Shayam Menon, an attorney and civic activist in Virginia, believes this is a historic moment in U.S. history and is pleased with being appointed to the Education Department’s Center for Faith-Based and Community Initiatives.

As associate director for administrative reform, Menon told News India-Times he hopes to assist President George W. Bush’s efforts to make religious and community organizations more active in implementing social change. “President George W. Bush’s Faith-Based and Community Initiatives represent a fresh start and bold new approach to government’s role in helping those in need,” Menon said. “Too often, the government has ignored or impeded the efforts of faith-based and community organizations.

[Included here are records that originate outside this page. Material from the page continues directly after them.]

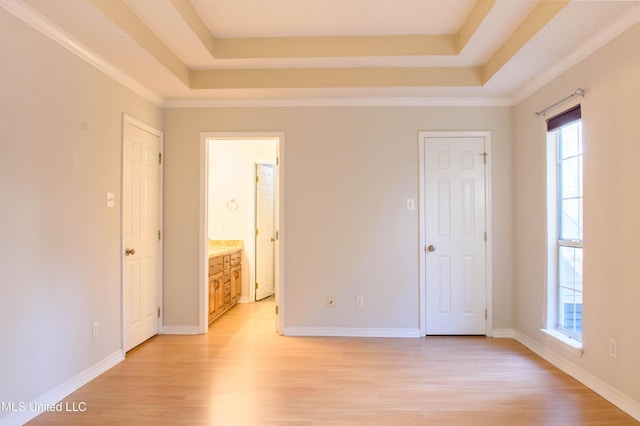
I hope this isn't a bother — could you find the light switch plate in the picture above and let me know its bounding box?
[407,198,416,211]
[107,192,116,207]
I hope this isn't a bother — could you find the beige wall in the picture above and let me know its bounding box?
[0,8,162,419]
[513,25,640,402]
[164,107,513,330]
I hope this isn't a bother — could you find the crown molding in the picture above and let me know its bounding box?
[0,0,640,108]
[162,97,511,108]
[510,5,640,105]
[0,0,164,106]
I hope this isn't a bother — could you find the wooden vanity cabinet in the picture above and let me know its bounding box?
[209,251,242,322]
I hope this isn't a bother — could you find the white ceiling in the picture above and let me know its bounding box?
[5,0,640,106]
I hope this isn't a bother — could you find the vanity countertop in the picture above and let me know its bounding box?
[209,240,243,257]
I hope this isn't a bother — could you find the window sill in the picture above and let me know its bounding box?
[540,328,584,357]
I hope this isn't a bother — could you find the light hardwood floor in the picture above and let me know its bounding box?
[30,302,638,426]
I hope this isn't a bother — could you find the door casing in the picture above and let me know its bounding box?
[120,114,164,356]
[198,132,286,334]
[418,131,493,337]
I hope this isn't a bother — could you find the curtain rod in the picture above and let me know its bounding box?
[533,89,584,118]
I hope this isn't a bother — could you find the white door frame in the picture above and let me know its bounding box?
[198,132,286,334]
[120,113,164,356]
[255,161,278,302]
[418,131,493,337]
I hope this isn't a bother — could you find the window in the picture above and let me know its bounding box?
[547,105,583,340]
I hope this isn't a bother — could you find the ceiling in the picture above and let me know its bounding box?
[0,0,640,106]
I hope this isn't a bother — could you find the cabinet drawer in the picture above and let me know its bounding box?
[209,256,223,274]
[209,272,222,288]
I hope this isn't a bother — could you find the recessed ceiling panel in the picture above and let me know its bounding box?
[192,0,477,37]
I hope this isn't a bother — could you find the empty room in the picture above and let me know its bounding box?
[0,0,640,425]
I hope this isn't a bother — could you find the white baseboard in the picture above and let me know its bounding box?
[492,328,516,339]
[0,349,124,426]
[160,325,201,334]
[514,332,640,421]
[284,327,421,337]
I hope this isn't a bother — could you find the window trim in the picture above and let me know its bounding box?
[542,104,584,346]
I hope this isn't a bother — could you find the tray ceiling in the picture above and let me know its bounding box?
[0,0,640,105]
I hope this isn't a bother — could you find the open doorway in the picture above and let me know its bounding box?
[199,133,284,333]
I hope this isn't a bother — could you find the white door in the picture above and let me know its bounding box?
[256,164,276,300]
[122,119,161,351]
[424,137,487,335]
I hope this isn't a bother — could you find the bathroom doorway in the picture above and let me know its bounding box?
[200,133,284,333]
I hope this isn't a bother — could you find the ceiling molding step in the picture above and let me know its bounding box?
[162,97,511,108]
[0,0,164,106]
[482,1,570,84]
[90,0,190,87]
[457,0,496,52]
[171,0,496,59]
[511,5,640,105]
[191,67,480,89]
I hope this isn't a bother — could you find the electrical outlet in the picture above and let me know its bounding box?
[609,338,618,358]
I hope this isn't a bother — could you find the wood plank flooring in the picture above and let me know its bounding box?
[29,302,639,426]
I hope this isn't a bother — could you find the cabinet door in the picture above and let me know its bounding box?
[231,265,242,303]
[214,272,224,316]
[209,275,217,322]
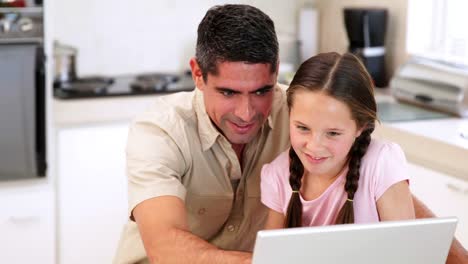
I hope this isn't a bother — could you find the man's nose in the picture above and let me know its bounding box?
[306,133,322,150]
[234,97,255,122]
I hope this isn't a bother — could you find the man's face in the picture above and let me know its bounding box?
[190,59,277,144]
[289,91,362,178]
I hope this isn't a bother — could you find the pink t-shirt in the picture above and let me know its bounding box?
[261,139,409,226]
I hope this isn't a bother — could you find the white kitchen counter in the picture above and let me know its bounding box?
[52,91,468,181]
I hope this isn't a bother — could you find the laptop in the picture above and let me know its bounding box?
[253,217,458,264]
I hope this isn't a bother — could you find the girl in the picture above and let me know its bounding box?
[261,53,414,229]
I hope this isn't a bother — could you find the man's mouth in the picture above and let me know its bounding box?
[305,154,327,164]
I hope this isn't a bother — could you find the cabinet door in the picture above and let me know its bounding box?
[408,164,468,247]
[57,123,128,264]
[0,181,55,264]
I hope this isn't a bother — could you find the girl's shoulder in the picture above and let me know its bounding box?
[262,149,289,182]
[363,138,404,162]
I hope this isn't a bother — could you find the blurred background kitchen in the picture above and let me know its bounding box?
[0,0,468,264]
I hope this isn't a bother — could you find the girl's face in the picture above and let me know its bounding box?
[289,90,362,178]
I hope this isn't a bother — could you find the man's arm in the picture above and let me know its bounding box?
[413,195,468,264]
[133,196,251,264]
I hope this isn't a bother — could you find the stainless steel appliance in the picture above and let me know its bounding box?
[54,71,195,99]
[0,1,46,180]
[390,58,468,117]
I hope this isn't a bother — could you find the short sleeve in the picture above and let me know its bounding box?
[260,164,283,213]
[126,121,186,220]
[373,142,409,200]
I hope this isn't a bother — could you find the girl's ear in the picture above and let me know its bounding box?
[355,124,367,138]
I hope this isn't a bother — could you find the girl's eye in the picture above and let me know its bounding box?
[327,131,341,137]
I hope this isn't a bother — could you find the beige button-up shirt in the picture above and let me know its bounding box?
[114,86,289,263]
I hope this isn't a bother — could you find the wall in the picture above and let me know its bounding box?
[315,0,407,81]
[53,0,304,76]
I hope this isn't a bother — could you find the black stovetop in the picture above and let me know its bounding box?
[54,72,195,99]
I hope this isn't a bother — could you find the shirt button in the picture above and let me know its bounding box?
[198,208,206,215]
[227,225,236,232]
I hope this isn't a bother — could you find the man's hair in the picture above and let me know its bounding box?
[195,5,278,82]
[284,52,377,227]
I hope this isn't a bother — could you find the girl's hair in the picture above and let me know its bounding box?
[285,52,377,227]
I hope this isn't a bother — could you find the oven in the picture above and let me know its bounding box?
[0,0,47,181]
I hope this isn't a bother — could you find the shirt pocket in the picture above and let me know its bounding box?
[185,193,233,240]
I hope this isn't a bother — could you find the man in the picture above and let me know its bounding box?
[114,5,468,263]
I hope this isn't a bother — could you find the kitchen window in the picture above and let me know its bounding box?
[407,0,468,69]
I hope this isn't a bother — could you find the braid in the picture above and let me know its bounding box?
[284,147,304,227]
[335,126,374,224]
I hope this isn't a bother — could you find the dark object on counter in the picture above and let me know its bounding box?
[344,8,388,87]
[54,71,195,99]
[130,73,180,91]
[54,41,78,83]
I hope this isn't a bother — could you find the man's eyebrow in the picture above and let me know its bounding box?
[215,84,274,94]
[215,87,241,94]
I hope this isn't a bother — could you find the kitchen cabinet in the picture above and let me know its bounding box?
[408,163,468,248]
[56,122,128,264]
[0,182,55,264]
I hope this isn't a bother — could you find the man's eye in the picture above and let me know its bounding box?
[221,91,234,97]
[327,131,341,137]
[255,89,271,95]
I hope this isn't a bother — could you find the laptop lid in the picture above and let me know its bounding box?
[253,217,458,264]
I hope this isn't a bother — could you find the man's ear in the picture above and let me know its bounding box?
[355,124,367,138]
[190,57,205,91]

Their compassionate efforts to improve their communities have been needlessly and improperly inhibited by bureaucratic red tape and restrictions placed on funding.”

The White House Office and the Centers for the Faith-Based and Community Initiatives ---- located in seven federal agencies ---- were established by the president soon after he took office, and was considered a controversial step that may infringe the separation of church and state. The president wanted to ensure that religiously-oriented organizations could compete with secular non-governmental groups to get federal funds.

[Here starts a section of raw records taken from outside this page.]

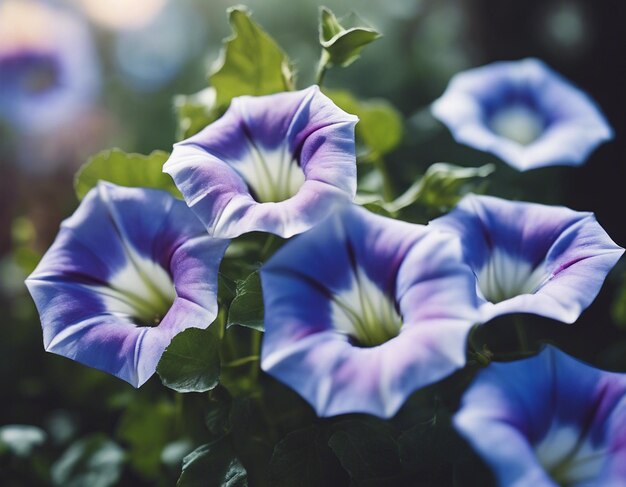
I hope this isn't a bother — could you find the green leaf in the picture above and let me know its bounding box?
[228,271,264,331]
[176,437,248,487]
[0,424,46,457]
[74,149,180,199]
[174,86,220,140]
[117,400,176,478]
[269,425,348,487]
[328,420,402,485]
[611,279,626,328]
[324,90,404,156]
[319,7,381,67]
[157,328,220,392]
[50,434,124,487]
[209,7,294,107]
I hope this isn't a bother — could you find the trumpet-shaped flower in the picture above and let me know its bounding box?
[0,0,99,132]
[454,347,626,487]
[26,183,228,387]
[164,86,357,242]
[261,206,476,417]
[430,195,624,323]
[432,59,613,171]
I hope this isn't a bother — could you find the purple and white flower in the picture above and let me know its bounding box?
[261,206,477,417]
[430,195,624,323]
[454,347,626,487]
[26,183,228,387]
[0,0,100,133]
[164,86,357,242]
[432,58,613,171]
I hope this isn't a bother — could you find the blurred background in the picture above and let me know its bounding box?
[0,0,626,486]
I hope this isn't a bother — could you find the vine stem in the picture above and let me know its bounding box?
[514,316,528,352]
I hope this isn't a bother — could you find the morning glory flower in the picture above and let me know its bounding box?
[454,347,626,487]
[26,183,228,387]
[163,86,357,238]
[432,59,613,171]
[430,195,624,323]
[261,206,476,417]
[0,0,100,133]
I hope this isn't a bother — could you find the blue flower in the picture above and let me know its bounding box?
[430,195,624,323]
[164,86,357,242]
[432,59,613,171]
[454,347,626,487]
[0,0,100,133]
[261,206,476,417]
[26,183,228,387]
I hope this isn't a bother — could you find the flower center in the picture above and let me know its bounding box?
[331,267,402,347]
[0,52,59,95]
[535,427,605,487]
[489,103,545,145]
[98,254,176,326]
[476,249,547,303]
[235,141,305,203]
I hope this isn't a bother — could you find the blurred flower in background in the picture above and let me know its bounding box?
[74,0,167,30]
[0,0,100,133]
[112,1,206,91]
[0,0,110,177]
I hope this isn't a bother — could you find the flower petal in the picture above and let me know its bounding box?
[261,207,476,417]
[26,183,228,387]
[454,347,626,486]
[430,195,623,323]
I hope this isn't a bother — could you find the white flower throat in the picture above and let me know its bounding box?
[331,266,402,347]
[97,251,176,326]
[476,249,548,303]
[233,142,305,203]
[489,103,545,145]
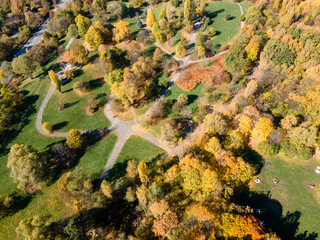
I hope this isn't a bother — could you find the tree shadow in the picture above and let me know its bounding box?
[188,94,198,105]
[207,9,225,24]
[241,148,264,174]
[234,189,318,240]
[64,100,79,109]
[52,121,68,131]
[0,94,39,154]
[89,78,104,89]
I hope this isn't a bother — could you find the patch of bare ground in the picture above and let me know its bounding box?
[176,54,230,91]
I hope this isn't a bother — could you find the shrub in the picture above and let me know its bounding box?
[280,139,297,158]
[66,129,84,149]
[297,147,312,160]
[42,122,53,133]
[239,14,246,22]
[258,141,279,156]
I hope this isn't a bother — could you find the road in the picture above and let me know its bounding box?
[12,0,72,59]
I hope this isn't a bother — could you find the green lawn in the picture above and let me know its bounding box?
[43,64,110,131]
[239,1,254,14]
[0,182,71,240]
[251,157,320,233]
[109,136,165,180]
[77,133,118,175]
[206,0,241,50]
[164,83,203,111]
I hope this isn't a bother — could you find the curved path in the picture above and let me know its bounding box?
[12,0,72,59]
[36,1,244,183]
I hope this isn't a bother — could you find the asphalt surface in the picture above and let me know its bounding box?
[13,0,72,58]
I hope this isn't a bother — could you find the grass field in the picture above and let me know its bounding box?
[251,157,320,235]
[164,83,203,111]
[43,63,110,132]
[239,1,254,14]
[77,133,118,176]
[206,0,240,50]
[108,136,165,180]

“In particular, here at the Center for Faith-Based and Community Initiatives at the United States Department of Education, our goal is to break down existing barriers and empower faith-based and community groups, enlisting them in support of the department’s mission to ensure equal access to education and to promote educational excellence for all Americans,” Menon told News India-Times. “My role is to work with our team here at the Center to accomplish this goal.”

Born in Kettering, England, the 38-year-old Menon says he is “extremely honored” that his application for the post was accepted. “I applied for this position because I felt I was substantively and ideologically qualified for it.”

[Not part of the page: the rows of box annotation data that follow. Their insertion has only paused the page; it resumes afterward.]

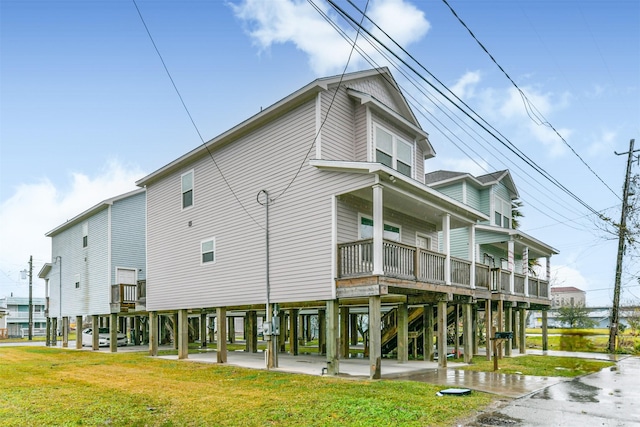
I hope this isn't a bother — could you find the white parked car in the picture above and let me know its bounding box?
[82,328,127,347]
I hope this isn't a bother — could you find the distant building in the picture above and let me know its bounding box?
[0,297,46,338]
[551,286,587,308]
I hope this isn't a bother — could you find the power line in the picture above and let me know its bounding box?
[327,0,606,226]
[131,0,263,228]
[442,0,621,200]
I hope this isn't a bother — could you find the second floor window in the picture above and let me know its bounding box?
[375,126,413,177]
[200,239,216,264]
[82,222,89,248]
[181,171,193,209]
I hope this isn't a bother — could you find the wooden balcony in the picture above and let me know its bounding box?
[337,239,549,299]
[111,280,147,313]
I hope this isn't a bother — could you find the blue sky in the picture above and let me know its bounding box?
[0,0,640,305]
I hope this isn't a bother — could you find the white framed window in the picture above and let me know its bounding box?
[180,170,193,209]
[200,238,216,265]
[373,125,413,178]
[493,197,511,228]
[416,233,431,251]
[82,222,89,248]
[358,214,400,242]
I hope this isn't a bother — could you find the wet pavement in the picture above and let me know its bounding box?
[476,357,640,427]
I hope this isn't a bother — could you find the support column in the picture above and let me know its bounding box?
[396,303,409,363]
[327,300,340,375]
[462,303,473,363]
[442,214,451,285]
[422,305,434,362]
[171,313,180,352]
[51,317,58,347]
[179,309,189,359]
[340,306,351,359]
[246,311,258,353]
[227,317,236,344]
[216,307,227,363]
[453,304,460,357]
[369,295,382,379]
[76,316,82,350]
[484,299,493,360]
[349,314,358,345]
[318,309,327,354]
[469,224,476,289]
[149,311,159,356]
[471,304,480,356]
[496,300,504,359]
[518,308,527,354]
[62,317,69,348]
[91,315,100,351]
[289,308,300,356]
[198,313,207,348]
[373,184,384,276]
[504,303,513,357]
[507,237,516,295]
[522,246,529,297]
[542,310,549,351]
[45,317,51,347]
[437,301,447,368]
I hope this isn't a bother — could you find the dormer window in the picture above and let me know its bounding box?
[374,125,413,178]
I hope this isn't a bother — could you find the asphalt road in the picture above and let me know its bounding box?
[469,357,640,427]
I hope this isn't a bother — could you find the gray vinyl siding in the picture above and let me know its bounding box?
[337,196,438,250]
[110,192,146,284]
[493,182,511,202]
[467,184,481,210]
[479,188,493,219]
[320,87,356,161]
[354,105,370,162]
[436,183,462,202]
[147,100,373,311]
[50,209,110,317]
[348,77,400,112]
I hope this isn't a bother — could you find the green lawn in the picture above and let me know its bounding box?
[0,347,495,426]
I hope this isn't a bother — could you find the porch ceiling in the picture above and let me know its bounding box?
[348,186,471,231]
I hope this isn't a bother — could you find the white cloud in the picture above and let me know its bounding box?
[230,0,430,75]
[0,161,143,297]
[451,71,481,100]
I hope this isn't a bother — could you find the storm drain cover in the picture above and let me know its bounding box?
[436,388,471,396]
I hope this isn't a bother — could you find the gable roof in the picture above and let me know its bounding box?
[424,169,520,199]
[45,188,146,237]
[136,67,433,187]
[551,286,585,294]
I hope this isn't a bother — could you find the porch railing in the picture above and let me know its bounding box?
[336,239,549,302]
[476,264,491,289]
[513,273,524,295]
[111,283,138,306]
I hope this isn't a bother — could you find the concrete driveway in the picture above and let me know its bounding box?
[467,357,640,427]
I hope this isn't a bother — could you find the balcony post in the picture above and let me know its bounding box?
[469,224,476,289]
[522,246,529,297]
[442,214,451,285]
[538,256,551,300]
[507,238,516,295]
[373,184,384,276]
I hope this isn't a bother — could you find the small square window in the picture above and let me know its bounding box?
[200,239,216,264]
[181,171,193,209]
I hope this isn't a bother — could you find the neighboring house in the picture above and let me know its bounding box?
[0,297,47,338]
[39,189,146,350]
[136,68,556,378]
[425,170,558,297]
[551,286,587,308]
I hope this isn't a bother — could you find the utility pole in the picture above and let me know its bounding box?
[29,255,33,341]
[609,139,640,353]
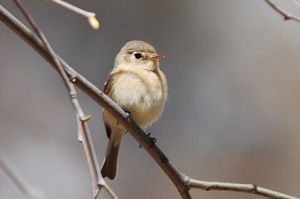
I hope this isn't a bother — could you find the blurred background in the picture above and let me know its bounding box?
[0,0,300,199]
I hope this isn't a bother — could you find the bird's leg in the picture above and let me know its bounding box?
[117,109,130,125]
[139,133,156,148]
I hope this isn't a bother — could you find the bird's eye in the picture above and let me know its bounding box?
[134,53,142,59]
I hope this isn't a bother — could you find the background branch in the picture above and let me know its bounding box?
[265,0,300,22]
[8,0,112,198]
[0,3,295,199]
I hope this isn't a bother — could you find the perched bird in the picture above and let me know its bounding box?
[101,40,168,179]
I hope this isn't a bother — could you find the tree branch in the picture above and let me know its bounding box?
[0,6,296,199]
[265,0,300,22]
[8,0,112,199]
[188,178,297,199]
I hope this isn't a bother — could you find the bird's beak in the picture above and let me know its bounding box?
[150,55,166,62]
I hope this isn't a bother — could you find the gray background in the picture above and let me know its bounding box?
[0,0,300,199]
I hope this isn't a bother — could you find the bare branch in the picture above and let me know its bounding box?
[0,6,296,199]
[103,183,119,199]
[10,0,109,198]
[0,153,44,199]
[289,0,300,8]
[265,0,300,22]
[48,0,100,29]
[188,178,297,199]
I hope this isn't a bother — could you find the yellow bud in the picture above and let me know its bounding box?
[88,16,100,30]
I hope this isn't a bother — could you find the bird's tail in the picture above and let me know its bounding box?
[101,132,124,179]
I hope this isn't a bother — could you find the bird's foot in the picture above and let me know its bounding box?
[139,133,156,148]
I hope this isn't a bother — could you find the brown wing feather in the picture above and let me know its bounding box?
[104,76,111,138]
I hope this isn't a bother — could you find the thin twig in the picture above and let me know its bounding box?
[10,0,108,198]
[103,183,119,199]
[48,0,96,18]
[48,0,100,29]
[0,6,295,199]
[0,152,44,199]
[188,178,297,199]
[289,0,300,8]
[265,0,300,22]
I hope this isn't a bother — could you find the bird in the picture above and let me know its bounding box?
[101,40,168,180]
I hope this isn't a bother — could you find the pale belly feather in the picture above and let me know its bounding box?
[109,71,166,127]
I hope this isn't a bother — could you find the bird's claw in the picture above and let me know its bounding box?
[139,133,156,148]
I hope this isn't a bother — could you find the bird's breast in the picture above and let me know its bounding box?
[108,67,167,127]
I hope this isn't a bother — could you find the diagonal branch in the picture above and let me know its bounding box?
[0,6,296,199]
[188,178,298,199]
[9,0,112,198]
[265,0,300,22]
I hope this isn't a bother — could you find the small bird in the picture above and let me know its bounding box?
[101,40,168,179]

Prior to taking this office, Menon was a partner with Hoxton Financial, LLC, and a principal with The Willard Group. In addition, he was an attorney with Krooth & Altman LP in Washington, D.C. for six years.

He has also been involved in civic activities in Falls Church, Virginia, where he lives with his wife Anita and sons Vijay, Kiran and Neil.

In 1996, he was appointed by Governor George Allen (and re-appointed by Governor James Gilmore) to serve on the board of trustees of the Family and Children’s Trust Fund (FACT) which supports services for the prevention and treatment of violence in families. He was chair in 1999 and remained on the board until 2002.

He holds a bachelor of science degree in business administration from Washington & Lee University (1987) and juris doctor from the Washington College of Law, The American University (1991).

Menon said his family moved to the United States when he was just 3, and settled down in Charles Town, West Virginia. His father Sreedhara Menon, is a retired doctor. His mother, Meenakshi Menon, died in a car accident in 1993. Menon is second of three sons, and his two brothers are doctors. “My parents have been the greatest influence on my life. My father is the most honest person I know. My mother was the most loyal and compassionate person I knew,” Menon said.

Since April 2002, Menon has served as secretary of the Indian American Republican Council (IARC) in his “spare time.”